The omp distribute parallel for simd directive distributes loop iterations to each master thread, further redistributes those iterations among the threads of each team, and then applies SIMD vectorization to each iteration.

Syntax

Read syntax diagramSkip visual syntax diagram
                                                .-+---+------.   
                                                | '-,-'      |   
                                                V            |   
>>-#--pragma--omp distribute parallel for simd----+--------+-+-><
                                                  '-clause-'     

Read syntax diagramSkip visual syntax diagram
>>-for-loops---------------------------------------------------><

Parameters

The omp distribute parallel for simd construct is a composite construct. clause can be any of the clauses that are accepted by the omp distribute or omp parallel for simd directive with identical meanings and restrictions.

Usage

The omp distribute parallel for simd directive takes effect only if you specify both the -qsmp and -qoffload compiler options.

Rules

If any specified clause except the collapse clause is applicable to both the omp distribute and omp parallel for simd directives, it is applied twice; the collapse clause is applied only once.

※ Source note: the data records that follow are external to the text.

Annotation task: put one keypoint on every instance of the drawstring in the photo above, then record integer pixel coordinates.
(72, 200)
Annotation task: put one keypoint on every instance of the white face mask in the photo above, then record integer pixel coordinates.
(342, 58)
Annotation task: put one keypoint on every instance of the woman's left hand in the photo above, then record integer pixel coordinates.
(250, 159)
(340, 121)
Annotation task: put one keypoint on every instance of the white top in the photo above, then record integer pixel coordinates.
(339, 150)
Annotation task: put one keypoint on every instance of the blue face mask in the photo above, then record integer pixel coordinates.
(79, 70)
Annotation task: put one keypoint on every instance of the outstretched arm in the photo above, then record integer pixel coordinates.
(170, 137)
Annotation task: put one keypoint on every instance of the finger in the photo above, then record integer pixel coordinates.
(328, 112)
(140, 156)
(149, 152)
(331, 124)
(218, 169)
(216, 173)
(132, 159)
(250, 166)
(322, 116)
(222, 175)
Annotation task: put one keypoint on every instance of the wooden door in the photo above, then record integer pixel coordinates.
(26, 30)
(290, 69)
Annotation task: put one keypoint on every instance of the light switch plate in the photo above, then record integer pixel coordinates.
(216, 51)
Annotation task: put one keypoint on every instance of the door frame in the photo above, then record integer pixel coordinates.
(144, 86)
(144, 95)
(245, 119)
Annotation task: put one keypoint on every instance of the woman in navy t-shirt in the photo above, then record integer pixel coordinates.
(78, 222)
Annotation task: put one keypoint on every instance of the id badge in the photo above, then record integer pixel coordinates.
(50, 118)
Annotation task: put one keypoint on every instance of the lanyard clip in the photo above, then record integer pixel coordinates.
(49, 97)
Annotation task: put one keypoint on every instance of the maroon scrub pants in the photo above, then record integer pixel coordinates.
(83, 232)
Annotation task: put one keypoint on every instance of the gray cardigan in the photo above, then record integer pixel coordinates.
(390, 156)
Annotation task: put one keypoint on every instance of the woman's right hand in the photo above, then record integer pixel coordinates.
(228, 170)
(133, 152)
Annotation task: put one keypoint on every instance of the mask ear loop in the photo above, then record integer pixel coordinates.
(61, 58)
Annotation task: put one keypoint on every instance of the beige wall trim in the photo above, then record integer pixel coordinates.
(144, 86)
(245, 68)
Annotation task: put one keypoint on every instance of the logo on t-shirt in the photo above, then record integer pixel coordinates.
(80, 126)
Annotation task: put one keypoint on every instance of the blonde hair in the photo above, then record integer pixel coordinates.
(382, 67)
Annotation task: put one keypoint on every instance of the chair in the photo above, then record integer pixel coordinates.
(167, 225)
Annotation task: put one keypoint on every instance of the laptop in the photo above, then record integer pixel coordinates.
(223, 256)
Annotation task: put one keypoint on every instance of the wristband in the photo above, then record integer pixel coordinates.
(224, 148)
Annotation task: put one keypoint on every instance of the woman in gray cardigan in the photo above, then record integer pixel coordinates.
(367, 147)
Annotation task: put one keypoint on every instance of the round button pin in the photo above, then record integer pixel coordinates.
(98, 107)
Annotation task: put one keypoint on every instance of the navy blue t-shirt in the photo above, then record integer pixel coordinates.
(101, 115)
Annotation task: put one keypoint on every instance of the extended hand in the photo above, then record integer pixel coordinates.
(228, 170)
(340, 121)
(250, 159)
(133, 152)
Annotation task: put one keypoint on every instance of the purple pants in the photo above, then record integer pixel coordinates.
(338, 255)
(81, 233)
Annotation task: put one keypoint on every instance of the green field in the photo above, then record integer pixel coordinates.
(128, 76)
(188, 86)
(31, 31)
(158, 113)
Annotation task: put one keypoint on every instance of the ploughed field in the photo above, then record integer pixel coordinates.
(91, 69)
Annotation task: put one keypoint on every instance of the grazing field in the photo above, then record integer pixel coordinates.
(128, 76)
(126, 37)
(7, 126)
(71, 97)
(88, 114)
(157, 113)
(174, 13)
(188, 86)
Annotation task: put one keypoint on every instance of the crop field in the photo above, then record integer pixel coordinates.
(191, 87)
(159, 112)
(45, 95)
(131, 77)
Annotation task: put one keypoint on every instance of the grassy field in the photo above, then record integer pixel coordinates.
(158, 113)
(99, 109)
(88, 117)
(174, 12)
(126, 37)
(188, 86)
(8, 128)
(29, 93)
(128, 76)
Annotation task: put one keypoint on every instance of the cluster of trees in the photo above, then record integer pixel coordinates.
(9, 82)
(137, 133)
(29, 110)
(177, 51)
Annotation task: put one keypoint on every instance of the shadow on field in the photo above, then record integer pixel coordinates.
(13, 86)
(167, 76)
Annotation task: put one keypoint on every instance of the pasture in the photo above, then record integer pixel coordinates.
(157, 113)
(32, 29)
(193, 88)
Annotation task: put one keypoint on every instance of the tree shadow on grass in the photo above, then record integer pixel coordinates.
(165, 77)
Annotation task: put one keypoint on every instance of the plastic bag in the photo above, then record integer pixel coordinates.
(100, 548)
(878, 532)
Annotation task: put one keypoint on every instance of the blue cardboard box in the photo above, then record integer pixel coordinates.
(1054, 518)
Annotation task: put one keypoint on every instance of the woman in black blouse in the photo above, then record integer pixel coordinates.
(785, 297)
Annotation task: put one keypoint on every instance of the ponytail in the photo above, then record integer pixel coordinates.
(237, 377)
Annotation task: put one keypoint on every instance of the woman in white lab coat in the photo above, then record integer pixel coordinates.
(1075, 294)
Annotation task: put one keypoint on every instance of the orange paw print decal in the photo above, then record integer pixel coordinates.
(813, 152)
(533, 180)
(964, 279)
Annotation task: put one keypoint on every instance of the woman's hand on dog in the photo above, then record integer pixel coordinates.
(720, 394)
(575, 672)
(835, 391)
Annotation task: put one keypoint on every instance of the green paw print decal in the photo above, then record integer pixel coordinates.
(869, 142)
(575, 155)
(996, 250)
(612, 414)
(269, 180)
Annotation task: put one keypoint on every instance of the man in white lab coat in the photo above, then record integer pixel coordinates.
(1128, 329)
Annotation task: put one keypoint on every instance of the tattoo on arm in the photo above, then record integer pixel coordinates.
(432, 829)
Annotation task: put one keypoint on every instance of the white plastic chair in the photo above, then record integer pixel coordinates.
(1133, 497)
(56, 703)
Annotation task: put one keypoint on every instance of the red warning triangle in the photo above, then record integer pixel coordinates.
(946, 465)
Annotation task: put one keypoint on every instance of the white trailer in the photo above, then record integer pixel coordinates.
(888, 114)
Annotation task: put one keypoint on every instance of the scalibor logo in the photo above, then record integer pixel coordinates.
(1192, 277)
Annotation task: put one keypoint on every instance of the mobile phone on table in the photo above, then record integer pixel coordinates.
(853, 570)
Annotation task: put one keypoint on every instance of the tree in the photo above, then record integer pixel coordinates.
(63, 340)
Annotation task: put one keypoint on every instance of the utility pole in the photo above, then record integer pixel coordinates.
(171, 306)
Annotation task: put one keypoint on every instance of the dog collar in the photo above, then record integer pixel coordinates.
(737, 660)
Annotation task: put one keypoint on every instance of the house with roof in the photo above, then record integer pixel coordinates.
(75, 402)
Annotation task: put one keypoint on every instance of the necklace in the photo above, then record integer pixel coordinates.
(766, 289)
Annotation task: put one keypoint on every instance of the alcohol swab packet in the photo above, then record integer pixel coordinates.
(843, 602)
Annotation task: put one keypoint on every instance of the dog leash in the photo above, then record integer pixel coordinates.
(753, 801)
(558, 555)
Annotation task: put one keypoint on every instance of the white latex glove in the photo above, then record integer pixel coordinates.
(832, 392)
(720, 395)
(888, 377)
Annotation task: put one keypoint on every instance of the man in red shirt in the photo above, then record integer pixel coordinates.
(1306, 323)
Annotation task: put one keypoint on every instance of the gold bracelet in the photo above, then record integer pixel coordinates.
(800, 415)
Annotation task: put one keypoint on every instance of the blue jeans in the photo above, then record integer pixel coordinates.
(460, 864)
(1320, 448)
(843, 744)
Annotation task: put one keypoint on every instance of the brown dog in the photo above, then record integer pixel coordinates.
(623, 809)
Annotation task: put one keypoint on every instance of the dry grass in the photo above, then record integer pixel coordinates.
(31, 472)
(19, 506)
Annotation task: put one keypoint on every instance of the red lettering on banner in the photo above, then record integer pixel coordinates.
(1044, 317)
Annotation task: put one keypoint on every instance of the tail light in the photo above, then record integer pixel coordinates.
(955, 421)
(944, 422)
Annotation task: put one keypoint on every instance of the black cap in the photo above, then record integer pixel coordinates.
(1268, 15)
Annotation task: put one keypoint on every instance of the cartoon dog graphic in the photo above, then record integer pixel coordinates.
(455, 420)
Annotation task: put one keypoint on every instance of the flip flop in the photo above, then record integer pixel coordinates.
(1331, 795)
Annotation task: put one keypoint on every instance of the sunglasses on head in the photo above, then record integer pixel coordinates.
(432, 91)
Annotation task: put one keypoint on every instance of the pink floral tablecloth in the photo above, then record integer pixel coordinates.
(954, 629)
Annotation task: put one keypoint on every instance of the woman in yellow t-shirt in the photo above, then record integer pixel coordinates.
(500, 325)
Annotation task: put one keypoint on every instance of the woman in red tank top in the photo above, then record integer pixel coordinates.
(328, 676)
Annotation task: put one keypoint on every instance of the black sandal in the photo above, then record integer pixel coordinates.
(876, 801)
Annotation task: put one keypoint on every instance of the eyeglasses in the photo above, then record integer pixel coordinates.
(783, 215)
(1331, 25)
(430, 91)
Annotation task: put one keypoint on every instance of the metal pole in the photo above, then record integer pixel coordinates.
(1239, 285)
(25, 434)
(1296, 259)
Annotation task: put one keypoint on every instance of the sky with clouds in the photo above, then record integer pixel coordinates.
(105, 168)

You can specify only loop iteration variables on the linear clause.

Examples

int N = 8;
int a[N];
#pragma omp target map(to: N) map(tofrom: a)
#pragma omp teams num_teams(2) thread_limit(N/2)
#pragma omp distribute parallel for simd
for (i=0, i<N, i++)
{
  a[i] = N;
}
#pragma omp end distribute parallel for simd
#pragma omp end teams
#pragma omp end target

In this example, the target region contains a teams region that consists of two teams. With the omp distribute parallel for simd directive, the iterations of the closely nested distribute loop are assigned to the teams that are actually created, and the master thread of each team executes the distributed iterations. Each parallel-do SIMD chunk is further redistributed among threads of each team, and SIMD vectorization is applied to each iteration of the SIMD chunks.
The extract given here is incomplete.